Bug 982

Summary: $TAO_ROOT/tests/Oneway_Buffering test fails
Product: TAO Reporter: Nanbor Wang <bala>
Component: ORBAssignee: DOC Center Support List (internal) <tao-support>
Status: ASSIGNED ---    
Severity: normal    
Priority: P3    
Version: 1.1.18   
Hardware: All   
OS: All   
Bug Depends on: 1031    
Bug Blocks:    

Description Nanbor Wang 2001-07-22 09:20:31 CDT
We have a test in TAO that has been failing ever since I checked in my
fixes for 575. I  have finally got a chance to figure out why it is
failing after running in different directions (after staring at things
constinously :( ) .  Here is my finding. I would like every one to go
through this and let me know how to deal with this problem (whether it
is an application problem or an ORB problem).

Ok, here is the outline.

- There is a guy called "admin" who just monitors stuff
- The server starts up
- The client is started.
- There is some communication to sync up the server, admin and client
(not really to our interest at this point)
- The client bangs buffered oneways to the server with a good amount of
payload
- The server after receieving a call just turns to the admin to say how
much of payload he received (this is a two way call)

Now to the actual problem.  When the client requests start banging in,
the server tries to turn around to make two way calls on the admin.
The server tries this during the process

- sends a call
- and  then goes to wait () on the LF

Before the  reply from the admin gets in, the reactor wakes up the
thread makes it a server to process more oneways (there is only one
thread in every process). This makes the server establish new
connections to the admin to send the payload information. This process
goes on ie, getting more messages and establishing new connections to
the admin. Somewhere along the line, the wait () reads the messages and
then the stack unwinds a bit. But establishing more connections keep
growing our connection cache. After that there is havoc. Linux dumps a core (we 
would be lucky if that doesnt happen), as things have become inconsistent, on 
Solaris things hang..  Looks like there is a memory corruption when we exceed 
the handle limits on Linux. We get SEGV's in assorted places. Sometimes the 
test hangs.

How did this work before 575? the answer is simple.  We never resumed
the handle during the upcall to the server (and in turn the remote call
to the admin). After our upcall is done we resumed the handle. So things
were happy as we proceeded to process the next call and so on..

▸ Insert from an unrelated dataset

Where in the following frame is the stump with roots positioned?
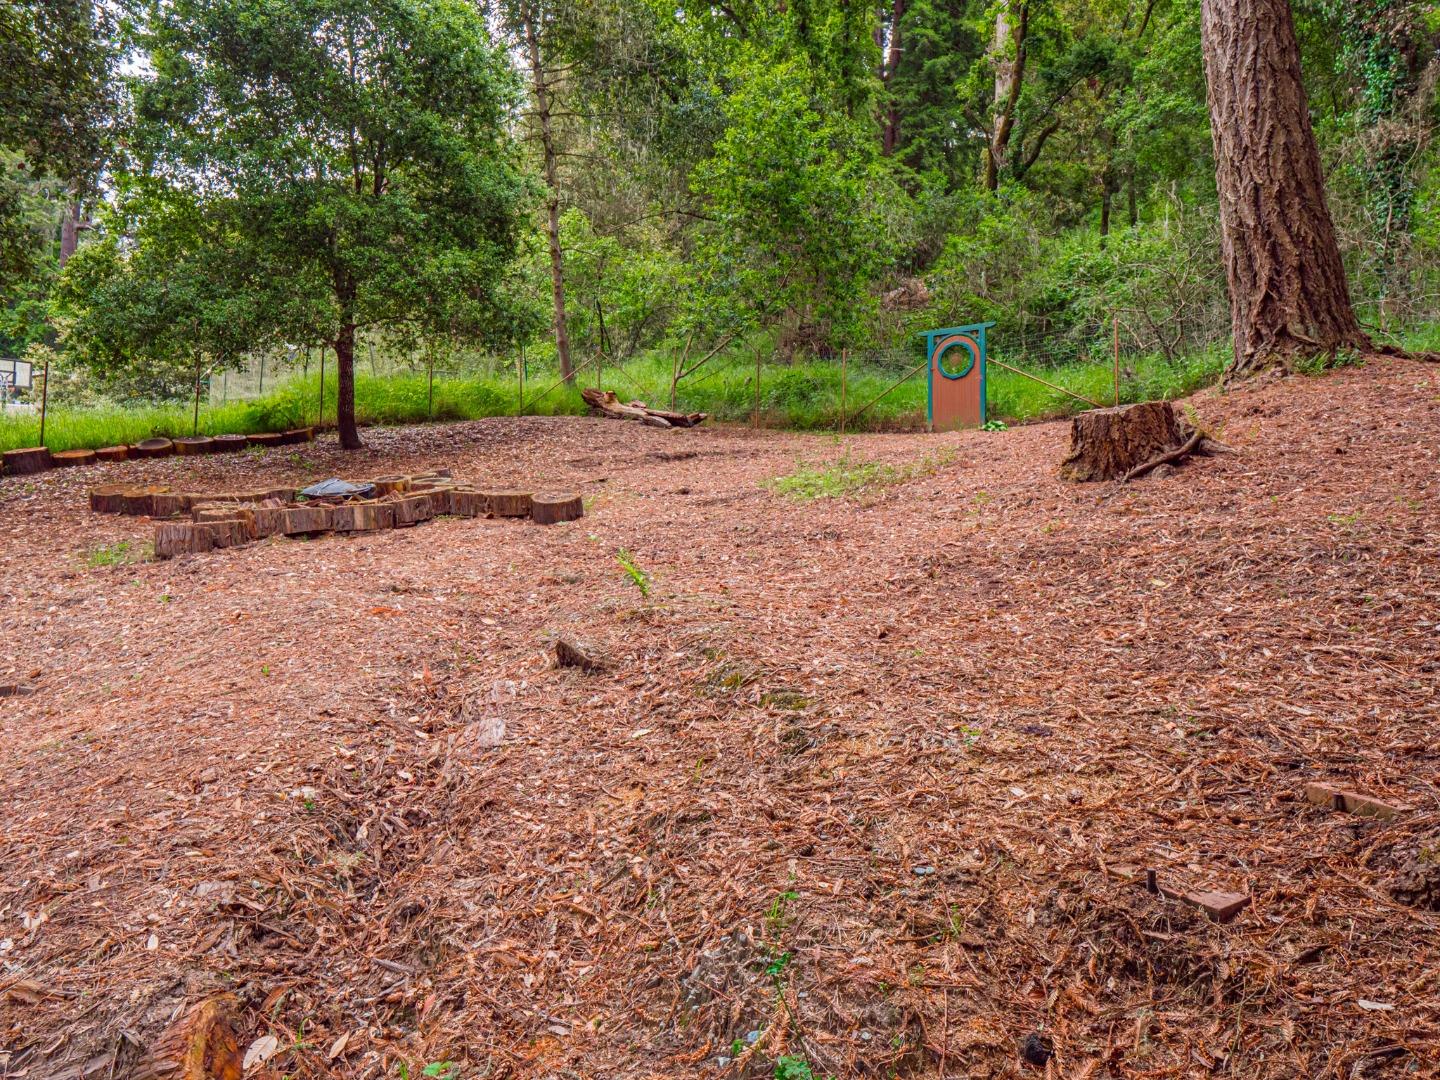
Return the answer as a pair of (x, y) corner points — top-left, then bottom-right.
(1060, 401), (1198, 483)
(129, 994), (243, 1080)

OK, now to the dissection or post-mortem analysis
- Is the test wrong?
- One solution is to use a oneway to the admin from the server (I have
tested that and it works) , but  is that always feasible?
-  Another solution could be to use a RW connection handler on the
server
-  is something wrong with our ORB, I mean the connection purging,
resuming handles etc.?
-   where do such problems need to be solved, at the ORB level (by doing
some intelligent stuff, I dont know what now :() or application level
(by choosing the right configurations).

Any type of input on this would be great.
Comment 1 Nanbor Wang 2001-07-22 09:24:06 CDT
For the time being, I guess I am going to take a simple way out. I am going to 
change the operation request_received () in the interface 
Oneway_Buffering_Admin to a oneway. I know I am not solving the problem but 
just trying to get around it. Still the question remains ie. is this an ORB 
problem and where should this be dealt with?
Comment 2 Nanbor Wang 2001-07-22 16:57:44 CDT
Some more ideas to solve this problem. We could use the Muxed connection 
strategy too. There is an opinion to change the default setting in TAO to a 
Muxed strategy as compared to Exclusive strategy now. The exclusive strategy 
wastes lots of resources. I guess it is a good change after TAO 1.2 goes out.
Comment 3 Irfan Pyarali 2001-07-30 12:12:57 CDT
Accepted for tao-support.
Comment 4 Nanbor Wang 2001-09-25 16:16:39 CDT
This bug is not valid. We have come a long way from this. We are using muxed
connections that solves the problems to an extent. But we run out of stack space
if there are large number of iterations.  But the next biggest problem is that
the TP_Reactor does not treat the handles in a fair manner. Plese refer 1031 for
the fixes that we plan to do for this and more
Comment 5 Nanbor Wang 2001-09-25 17:19:07 CDT
I am reopening the bug.  The reason it is reopened is that we still see failures
which are very much different from what was reported first. But the probelms are
now with the TP_Reactor. Adding a dependency to 1031 so that we can lsoe this
after we close that.
Comment 6 Nanbor Wang 2001-09-25 17:19:34 CDT
Accepting the bug 
Comment 7 Nanbor Wang 2001-10-01 10:54:23 CDT
To whomsovere fixes this problem: Please revert this change "Tue Sep 25 17:40:08
2001  Balachandran Natarajan  <bala@cs.wustl.edu>". The change has been put in
to lessen the noise because of this problem.